PV: Maßnahmen zur Reaktion auf den Klimawandel müssen gleichzeitig eine wirtschaftliche Entwicklungsdynamik schaffen, die den gemeinsamen Entwicklungszielen des Landes, der Wirtschaftssektoren oder Unternehmen dient. Wie erfüllen naturbasierte Lösungen diese Bedürfnisse, Sir?

Herr Patrick Suckling: Die Anwendung naturbasierter Lösungen wird Vietnam und anderen Ländern der Region helfen, eine zukunftsorientierte Wirtschaft aufzubauen. Das bedeutet, nachhaltige Wachstumsziele sicherzustellen und gleichzeitig mit dem globalen Trend zu Netto-Null-Emissionen Schritt zu halten und umweltfreundlich zu sein.

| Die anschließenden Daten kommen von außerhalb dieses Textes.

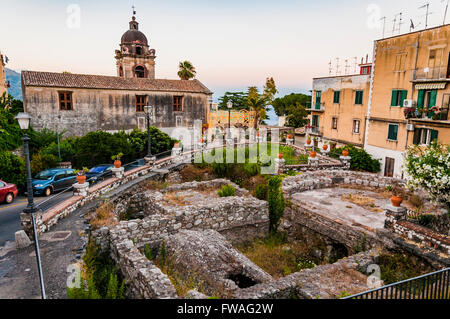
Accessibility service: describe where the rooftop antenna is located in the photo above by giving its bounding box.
[419,3,430,29]
[380,17,387,39]
[441,0,450,25]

Da die Dekarbonisierung weltweit an Fahrt aufnimmt, muss sich auch Vietnam auf die Abkehr seiner Wirtschaft von emissionsintensiven Aktivitäten konzentrieren. Auch Vietnams Energiesystem muss dekarbonisiert werden, wenn das Land als Energie produzierendes Land seine globale Wettbewerbsfähigkeit bewahren will.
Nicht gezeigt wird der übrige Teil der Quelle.